If you’ve joined the thousands of other attorneys who bailed out of the legal profession in the last several years because you couldn’t make ends meet—it’s not your fault. If you’re still in practice but your miserable, it’s also not your fault. If you’re one of the legions of law school graduates who have $100K+ student loan debt, and, despite looking day and night, cannot find a single job even remotely related to law, it’s also not your fault.
I Don’t Like “Fault”
This is a hard one for me to write because I hate assigning blame. When I left the legal profession, I was absolutely sure it was my fault. I owned my failure and I was determined not to feel sorry for myself or blame anybody else. This mindset is deeply ingrained; and I’ve felt this way about fault for as long as I can remember. I don’t even like talking about fault because ultimately, it usually doesn’t matter. The more important thing is fixing the problem.
Just a quick side story: my late father-in-law, Jack, was a Marine. He was also an inveterate practical joker. And one of the things he hated about the other services is he felt that soldiers, sailors and airmen (like me) spent too much time doing investigations and writing reports figuring out who to hold accountable, when they could have been spending that time and energy actually fixing problems. One time, to illustrate the point, he a few of his Marine buddies went to an Air Force base and dumped several cans of pink paint all over an old fighter jet on display out in front of the base. As they walked about whistling with their hands behind their backs, everyone else on base was running around like chickens with their heads cut off trying to figure out who did it and how they should punish whoever did it. They had the cops, the lawyers, the commanders all over this problem. Meanwhile, not a single airman on that base ever considered the idea of simply grabbing a power hose and rinsing the paint off the plain before it dried. While the airmen were naval gazing over fault, the paint dried and they ultimately had to chip it off and refinish the plane. Their first instinct was to find fault when what they should have done is washed the goddamn paint off the plane. When Jack told me that story, I felt like it was a master class in everything you need to know about “fault”, and I’m a big proponent of just solving the problem. But this is the exception.
Fault is the Problem
The difference here is that fault is the problem—to wit—too many of us have become paralyzed by blaming ourselves for failures we didn’t make and for shortcomings that we don’t have. When I quit law, my sense of self worth and fear of the future was so crushing that I couldn’t get out of bed for months, and I’m not an anecdote—I’m a statistic. This is understandable. We lawyers are a group of high achievers. We fought all the way to get where we are. To become lawyers we had to to ace high school, get through college, score in the highest percentiles on the LSAT, get through the grueling first year of law school, take and pass those four hour exams that determined our entire grade, and finally pass the bar. We are self starters, go-getters. For many of us this is the first time that we have ever failed in life. Of course we blame ourselves.
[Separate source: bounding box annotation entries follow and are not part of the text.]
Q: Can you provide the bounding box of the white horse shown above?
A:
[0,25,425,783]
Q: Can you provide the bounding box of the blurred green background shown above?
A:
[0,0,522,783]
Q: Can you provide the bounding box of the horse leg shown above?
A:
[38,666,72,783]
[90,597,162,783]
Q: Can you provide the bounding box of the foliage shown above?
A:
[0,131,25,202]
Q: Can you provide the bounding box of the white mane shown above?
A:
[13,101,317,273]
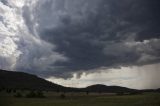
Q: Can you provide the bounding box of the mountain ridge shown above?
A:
[0,70,158,93]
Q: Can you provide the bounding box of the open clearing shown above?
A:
[0,92,160,106]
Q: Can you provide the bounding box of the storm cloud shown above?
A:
[0,0,160,78]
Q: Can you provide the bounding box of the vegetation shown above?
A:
[26,91,45,98]
[0,91,160,106]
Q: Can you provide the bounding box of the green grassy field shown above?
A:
[0,92,160,106]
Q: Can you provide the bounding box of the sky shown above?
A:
[0,0,160,89]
But we need to stop. I firmly believe that in order to move forward, regain our courage, get our mojo back and emerge from this setback to do great things in the world with our considerable skills and knowledge—we first have to acknowledge that we were set up to fail. And we have to understand how.
The Fatal Flaw
Prof. Campos wrote this book for people considering going to law school, but it’s very useful for our purposes because it succinctly explains exactly what the problems are with the legal profession and how those problems caused us to fail. Basically, it comes down to two interrelated problems:
1. There are too many cotton pickin’ lawyers;
2. Law schools are no longer set up to train lawyers—they’re just profit centers for universities, designed to sell you a degree for an exorbitant amount of money and then throw you out into a non-existent job market with crushing student loans.
Naturally, this is a gross oversimplification, and I’m oversimplifying intentionally because I want you to read the book. Prof. Campos goes into all sorts of interesting issues such as how law school went from becoming an academic exercise to a profit making industry, how technology has changed the legal profession and reduced the need for lawyers, and how the profession has adapted internally—in ways not friendly to practicing attorneys.
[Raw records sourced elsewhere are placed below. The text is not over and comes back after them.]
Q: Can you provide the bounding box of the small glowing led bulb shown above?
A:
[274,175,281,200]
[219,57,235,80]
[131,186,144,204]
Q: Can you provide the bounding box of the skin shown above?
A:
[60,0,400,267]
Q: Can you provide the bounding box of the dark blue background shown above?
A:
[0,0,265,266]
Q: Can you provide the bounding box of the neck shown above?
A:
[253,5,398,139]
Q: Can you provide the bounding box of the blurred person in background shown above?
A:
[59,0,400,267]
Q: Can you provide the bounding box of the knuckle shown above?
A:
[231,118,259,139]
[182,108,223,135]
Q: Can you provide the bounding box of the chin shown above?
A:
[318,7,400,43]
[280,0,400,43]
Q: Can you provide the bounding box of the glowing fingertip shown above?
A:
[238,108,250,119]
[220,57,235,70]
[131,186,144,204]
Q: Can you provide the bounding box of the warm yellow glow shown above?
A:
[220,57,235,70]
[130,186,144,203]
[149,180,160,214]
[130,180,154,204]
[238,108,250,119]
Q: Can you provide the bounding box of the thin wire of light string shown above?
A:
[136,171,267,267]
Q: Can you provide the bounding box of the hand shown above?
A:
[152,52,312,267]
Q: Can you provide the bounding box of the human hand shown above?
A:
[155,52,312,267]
But the main takeaway I hope you’ll get is that you didn’t fail, and/or are not failing, because of any shortcoming on your part; but because you were deliberately set up to fail. The law school industry is not the same thing as the legal profession, and the law school industry deliberately misleads you into buying an overpriced degree that is not particularly marketable in this day and age. That’s why you failed.
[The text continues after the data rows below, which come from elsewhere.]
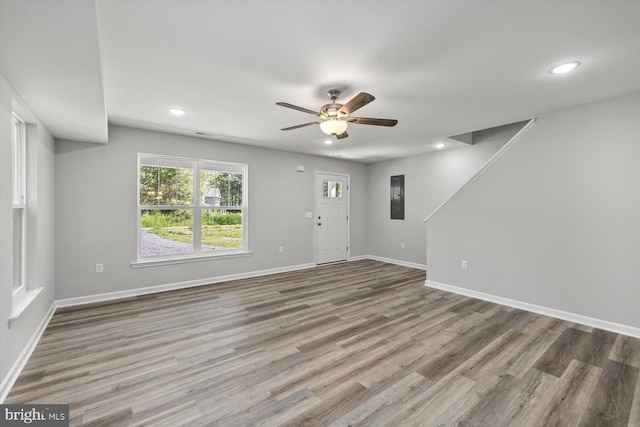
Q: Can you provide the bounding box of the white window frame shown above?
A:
[136,153,250,267]
[11,113,27,300]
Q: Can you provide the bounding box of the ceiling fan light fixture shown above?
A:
[549,61,580,74]
[320,119,349,135]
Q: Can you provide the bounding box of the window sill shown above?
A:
[131,251,253,268]
[9,288,44,329]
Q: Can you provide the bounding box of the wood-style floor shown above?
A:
[5,260,640,427]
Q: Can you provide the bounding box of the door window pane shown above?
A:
[322,180,342,199]
[140,209,193,257]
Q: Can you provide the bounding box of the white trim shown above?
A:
[56,263,316,307]
[349,255,427,270]
[424,280,640,338]
[0,301,56,403]
[422,117,535,222]
[8,287,44,329]
[365,255,427,270]
[131,249,253,268]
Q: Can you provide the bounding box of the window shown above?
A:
[11,114,27,297]
[138,154,247,260]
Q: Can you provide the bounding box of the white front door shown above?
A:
[315,172,349,264]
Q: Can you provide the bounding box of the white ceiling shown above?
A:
[0,0,640,162]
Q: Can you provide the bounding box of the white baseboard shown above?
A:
[364,255,427,270]
[424,280,640,338]
[0,301,56,403]
[56,263,316,307]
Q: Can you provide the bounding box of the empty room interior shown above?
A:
[0,0,640,427]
Forgive Yourself—and then Move On
The point of all this is not to make you feel sorry for yourself or convince you to sit around blaming other people for your problems. I want you to help yourself and I want you to succeed by calling upon the many skills and talents that got you to where you are in the first place. But before you can do that, you first need to understand that the burden of blame you are carrying is not yours to carry. So throw it down by the side of the road and never let it bother you again. And then make the next steps on your life’s journey unencumbered.